As a matter of fact, various causes can lead to scar tissue formation in the urethra including:
• Previous injury and trauma to urethra due to falling onto the perineum and scrotum
• Former medical procedures such as catheter insertion, prostate surgery, kidney stone removal surgery, hypospadias surgery
• Infectious disease such as different types of sexually transmitted diseases
• Lichen sclerosis and other inflammatory diseases which may affect on the inside and outside part of the penis, Reiter's syndrome
• Prostate enlargement, inflammation, and infection
• Malformation of the urethra due to congenital conditions in children (rare)
• Urethral meatus irritation related to diaper
• Treating prostate cancer by the placement of radiation seeds into the prostate called brachytherapy
How can preparations for urethroplasty accomplish?
Prior to urethroplasty, some considerations should be observed including:
• The scar tissue should not be contracting and unstable. Therefore, you should not undergo dilating or cutting procedures for three months before the scheduled date for your surgery. If urinary retention occurs in this period, a suprapubic tube is placed through the skin to drain the urine directly from the bladder.
• Your doctor should be informed about the medications you are taking, herbal supplements you are consuming and your special diets. Your surgeon will recommend you to stop taking blood thinners such as warfarin a week before surgery.
• You will be instructed to refrain from eating and drinking 8 hours prior to surgery except for the required medications with a sip of water.
• You will undergo some tests and examinations to determine the exact location of the scar tissue including:
• Physical examination
• Uroflow test
• Urodynamic test
• Cystoscopy and urethroscopy
• Ultrasound
• Retrograde (against the flow) urethrogram (a contrast dye is injected from the tip of the penis without using catheters and needles. The flow of the dye is seen by X-ray and the number, severity, position, and length of the strictures are determined)
• Antegrade (with the flow) urethrogram (the contrast dye is injected in the bladder and fills the bladder and urethra until it reaches the stricture)
What are the common risks of urethroplasty?
Urethroplasty may carry some complications and risks like any other interventional surgery. They may include: early and late complications.
Early complications may be:
• Scrotal swelling and bruising
• Infection at the surgery site
• Urinary urgency
• Scrotal ecchymosis
• Rectal injury
• Urosepsis
Late complications:
• The feeling of wound tightness
• Scrotal numbness
• Urine spraying
• Chordee
• Fistula
• Anastomotic leak
• Erectile dysfunction (transiently after the surgery, in pelvic fracture urethral injury it may be due to the injury itself, not the reconstruction surgery)

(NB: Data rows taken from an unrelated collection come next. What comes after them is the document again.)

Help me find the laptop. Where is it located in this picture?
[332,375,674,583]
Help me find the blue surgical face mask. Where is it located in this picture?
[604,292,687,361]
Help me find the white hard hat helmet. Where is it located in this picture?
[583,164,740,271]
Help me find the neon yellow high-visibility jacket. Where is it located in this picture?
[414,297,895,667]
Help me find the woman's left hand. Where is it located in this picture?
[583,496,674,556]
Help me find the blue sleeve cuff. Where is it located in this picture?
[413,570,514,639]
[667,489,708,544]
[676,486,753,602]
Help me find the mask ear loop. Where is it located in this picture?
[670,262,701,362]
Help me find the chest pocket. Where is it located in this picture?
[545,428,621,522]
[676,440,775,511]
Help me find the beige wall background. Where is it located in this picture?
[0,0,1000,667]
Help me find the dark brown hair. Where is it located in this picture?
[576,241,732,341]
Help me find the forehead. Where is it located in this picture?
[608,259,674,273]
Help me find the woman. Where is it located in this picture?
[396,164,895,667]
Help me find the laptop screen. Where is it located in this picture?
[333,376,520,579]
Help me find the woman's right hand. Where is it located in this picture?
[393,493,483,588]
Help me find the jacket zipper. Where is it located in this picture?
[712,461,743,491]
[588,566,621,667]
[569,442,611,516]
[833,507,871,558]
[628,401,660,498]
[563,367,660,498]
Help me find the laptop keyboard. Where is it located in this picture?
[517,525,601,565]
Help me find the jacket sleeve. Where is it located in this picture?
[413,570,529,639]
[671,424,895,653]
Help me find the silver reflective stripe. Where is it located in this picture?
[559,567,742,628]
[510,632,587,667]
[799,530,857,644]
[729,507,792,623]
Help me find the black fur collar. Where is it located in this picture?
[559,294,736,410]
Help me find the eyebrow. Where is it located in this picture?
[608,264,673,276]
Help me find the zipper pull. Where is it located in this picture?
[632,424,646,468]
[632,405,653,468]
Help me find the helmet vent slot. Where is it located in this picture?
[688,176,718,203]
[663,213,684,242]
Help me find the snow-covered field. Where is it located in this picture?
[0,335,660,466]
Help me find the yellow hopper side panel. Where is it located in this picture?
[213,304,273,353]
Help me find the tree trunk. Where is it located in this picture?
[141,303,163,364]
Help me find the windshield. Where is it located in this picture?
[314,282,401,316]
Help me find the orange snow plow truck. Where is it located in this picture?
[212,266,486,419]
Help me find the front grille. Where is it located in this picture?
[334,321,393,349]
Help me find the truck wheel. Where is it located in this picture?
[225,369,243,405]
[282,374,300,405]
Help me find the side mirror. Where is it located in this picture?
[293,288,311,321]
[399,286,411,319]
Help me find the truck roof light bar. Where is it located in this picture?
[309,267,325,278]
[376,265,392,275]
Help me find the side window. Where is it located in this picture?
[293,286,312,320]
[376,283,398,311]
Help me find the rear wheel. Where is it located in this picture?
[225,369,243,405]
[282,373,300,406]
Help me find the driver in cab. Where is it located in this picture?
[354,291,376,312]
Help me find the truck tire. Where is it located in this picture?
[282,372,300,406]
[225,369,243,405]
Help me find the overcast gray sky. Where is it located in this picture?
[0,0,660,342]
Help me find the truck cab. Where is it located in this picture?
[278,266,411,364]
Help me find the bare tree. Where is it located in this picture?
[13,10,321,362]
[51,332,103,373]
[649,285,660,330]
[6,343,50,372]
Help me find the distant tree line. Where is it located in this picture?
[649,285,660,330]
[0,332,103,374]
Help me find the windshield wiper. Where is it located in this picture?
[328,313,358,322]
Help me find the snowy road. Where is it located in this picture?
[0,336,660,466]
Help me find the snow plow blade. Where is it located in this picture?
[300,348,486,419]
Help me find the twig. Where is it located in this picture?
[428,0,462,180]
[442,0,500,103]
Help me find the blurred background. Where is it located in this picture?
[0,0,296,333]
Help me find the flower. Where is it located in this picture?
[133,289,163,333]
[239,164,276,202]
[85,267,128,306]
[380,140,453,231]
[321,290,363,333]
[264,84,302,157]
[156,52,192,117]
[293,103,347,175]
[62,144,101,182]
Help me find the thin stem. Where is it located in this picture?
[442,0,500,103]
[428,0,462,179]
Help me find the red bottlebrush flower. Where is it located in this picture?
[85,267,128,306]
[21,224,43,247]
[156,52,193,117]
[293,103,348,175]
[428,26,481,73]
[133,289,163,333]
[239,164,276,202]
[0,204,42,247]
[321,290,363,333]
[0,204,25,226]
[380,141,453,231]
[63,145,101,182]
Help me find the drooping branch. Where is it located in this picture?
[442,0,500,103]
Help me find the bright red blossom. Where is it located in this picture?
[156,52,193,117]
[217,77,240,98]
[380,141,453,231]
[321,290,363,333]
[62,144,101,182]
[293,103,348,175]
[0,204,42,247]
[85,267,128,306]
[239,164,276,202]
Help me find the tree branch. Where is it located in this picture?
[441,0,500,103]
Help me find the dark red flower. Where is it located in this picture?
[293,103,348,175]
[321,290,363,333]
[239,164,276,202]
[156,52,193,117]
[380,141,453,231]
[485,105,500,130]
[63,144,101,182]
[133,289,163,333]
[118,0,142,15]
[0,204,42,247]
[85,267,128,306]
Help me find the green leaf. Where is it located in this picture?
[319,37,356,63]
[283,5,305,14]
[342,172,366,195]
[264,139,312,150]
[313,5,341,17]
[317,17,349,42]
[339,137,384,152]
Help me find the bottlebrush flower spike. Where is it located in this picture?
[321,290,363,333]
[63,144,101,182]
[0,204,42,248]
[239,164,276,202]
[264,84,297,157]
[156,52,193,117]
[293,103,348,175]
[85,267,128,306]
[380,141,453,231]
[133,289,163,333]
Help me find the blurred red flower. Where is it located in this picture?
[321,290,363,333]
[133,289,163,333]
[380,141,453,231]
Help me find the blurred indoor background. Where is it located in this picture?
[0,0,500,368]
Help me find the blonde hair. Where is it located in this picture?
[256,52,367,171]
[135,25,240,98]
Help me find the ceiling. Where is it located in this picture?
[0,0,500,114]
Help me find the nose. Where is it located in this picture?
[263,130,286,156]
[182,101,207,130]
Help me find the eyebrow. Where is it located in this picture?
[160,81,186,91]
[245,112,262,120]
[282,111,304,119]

• Recurrence of the condition due to poor graft take and poor primary anastomosis technique
What to expect from urethroplasty operation?
There are three types of treatments for urethral stricture:
- Dilation: in this treatment stretching is gradually done on the stricture to enlarge it. The scar can return quickly.
- Urethrotomy: The scar is cutting through using a scope and camera to guide a knife or laser and inserting a catheter to hold the gap open until it heals. this method is useful for small or new scars.
- Open surgery: In this procedure, the stricture is surgically removed and the tissue is reconnected and reconstructed. If grafts are used for reconstruction it is called urethroplasty, is long-lasting and has the lowest rates od recurrence.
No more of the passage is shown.